Côté chant, la distribution, entièrement française, tient toutes ses promesses, ce qui distingue cette version de toutes ses devancières aussi prestigieuses soient-elles. Le texte aussi bien chanté que parlé est délivré avec un parfait naturel, sans emphase, ce qui évite tout soupçon de vulgarité. Aude Extrémo est une Périchole de stature dont la voix de mezzo avec de fiers accents dans le grave confère au capricieux personnage un poids inhabituel, comme dans l'air dit de la lettre, ''Ô mon cher amant''. L'air ''Ah quel dîner je viens de faire'' et son inénarrable pastiche de personne ivre, est un régal de bon goût, où rien n'est appuyé.
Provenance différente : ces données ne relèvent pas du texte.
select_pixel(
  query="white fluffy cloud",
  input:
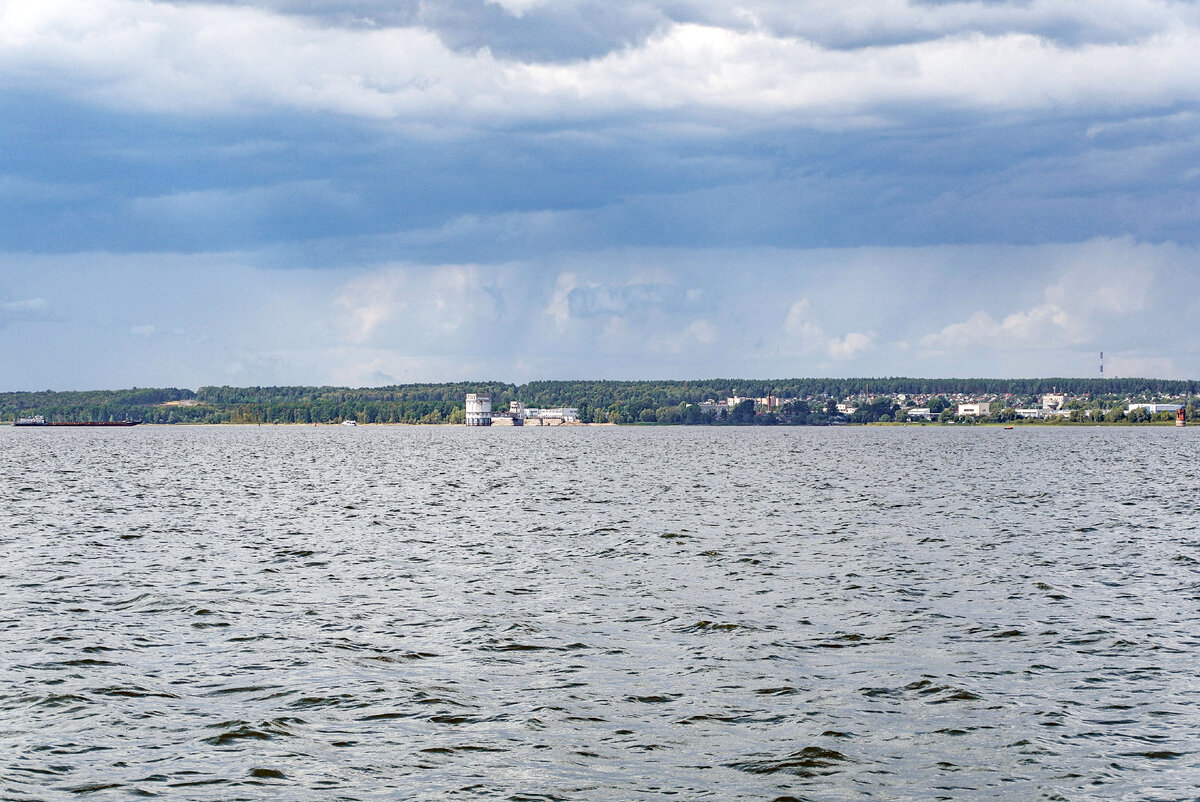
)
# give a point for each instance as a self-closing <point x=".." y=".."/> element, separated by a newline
<point x="1104" y="281"/>
<point x="418" y="306"/>
<point x="808" y="336"/>
<point x="183" y="58"/>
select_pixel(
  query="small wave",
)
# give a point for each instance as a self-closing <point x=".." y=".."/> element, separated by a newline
<point x="809" y="761"/>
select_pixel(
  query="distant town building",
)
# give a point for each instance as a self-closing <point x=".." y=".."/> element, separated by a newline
<point x="1054" y="401"/>
<point x="977" y="408"/>
<point x="1155" y="408"/>
<point x="479" y="410"/>
<point x="551" y="417"/>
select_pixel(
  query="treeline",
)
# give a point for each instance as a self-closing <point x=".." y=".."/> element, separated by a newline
<point x="658" y="401"/>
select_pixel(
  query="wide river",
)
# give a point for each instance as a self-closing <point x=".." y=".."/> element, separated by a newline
<point x="915" y="612"/>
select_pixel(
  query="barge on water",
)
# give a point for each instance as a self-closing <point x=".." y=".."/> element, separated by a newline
<point x="40" y="420"/>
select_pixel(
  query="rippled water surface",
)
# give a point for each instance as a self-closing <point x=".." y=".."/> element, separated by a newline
<point x="599" y="614"/>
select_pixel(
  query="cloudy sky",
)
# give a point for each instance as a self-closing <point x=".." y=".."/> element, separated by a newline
<point x="383" y="191"/>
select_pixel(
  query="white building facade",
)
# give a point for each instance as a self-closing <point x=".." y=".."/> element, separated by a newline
<point x="479" y="410"/>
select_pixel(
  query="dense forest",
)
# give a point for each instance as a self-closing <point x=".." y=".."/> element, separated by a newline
<point x="652" y="401"/>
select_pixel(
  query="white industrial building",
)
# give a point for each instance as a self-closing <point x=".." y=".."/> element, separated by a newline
<point x="977" y="408"/>
<point x="1155" y="408"/>
<point x="479" y="410"/>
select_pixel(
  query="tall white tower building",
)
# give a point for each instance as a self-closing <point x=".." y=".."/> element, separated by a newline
<point x="479" y="410"/>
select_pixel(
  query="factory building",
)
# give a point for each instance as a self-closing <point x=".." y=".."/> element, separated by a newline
<point x="479" y="410"/>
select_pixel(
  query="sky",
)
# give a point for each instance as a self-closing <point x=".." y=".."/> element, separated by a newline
<point x="369" y="192"/>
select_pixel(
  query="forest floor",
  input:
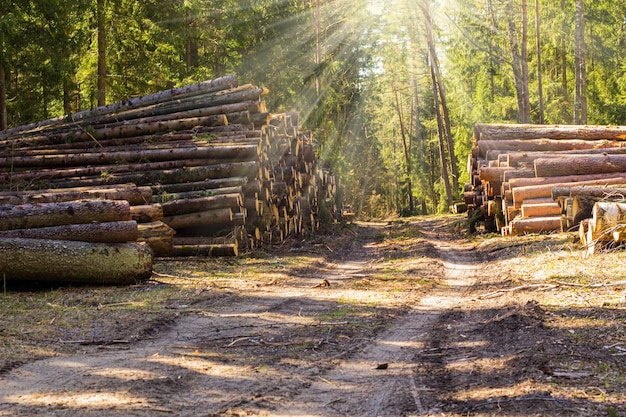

Stanislas de Barbeyrac est un Piquillo attachant qui évite le balourd comme le niais. Son timbre radieux, désormais corsé, dans le registre du ténor lyrique, fait merveille outre un joli bagout dans les passages de dialogues et autres mélodrames. Le ''rondo de bravoure'' de l'acte II ''Écoute, ô roi, je te présente'', est délivré avec aplomb et l'air final ''On me proposait d'être infâme'' offre une belle quinte aiguë, même si un brin tendue. Le personnage bouffon du vice-roi trouve en Alexandre Duhamel une basse qui ne caricature pas et offre un débit cocasse. L'hilarante paire Don Pedro (Marc Mauillon) et Panatellas (Éric Huchet) ne tombe pas dans l'affectation généralement réservée à ces personnages caustiques. Les autres rôles sont bien tenus et le Chœur de l'Opéra National de Bordeaux est un partenaire de choix.

L'enregistrement live des représentations au Grand Théâtre de Bordeaux réussit une captation claire et détaillée, assurant une balance voix-orchestre des plus satisfaisantes. Les bruits de la mise en scène, loin d'être gênants, ajoutent une aura de spontanéité à cette interprétation.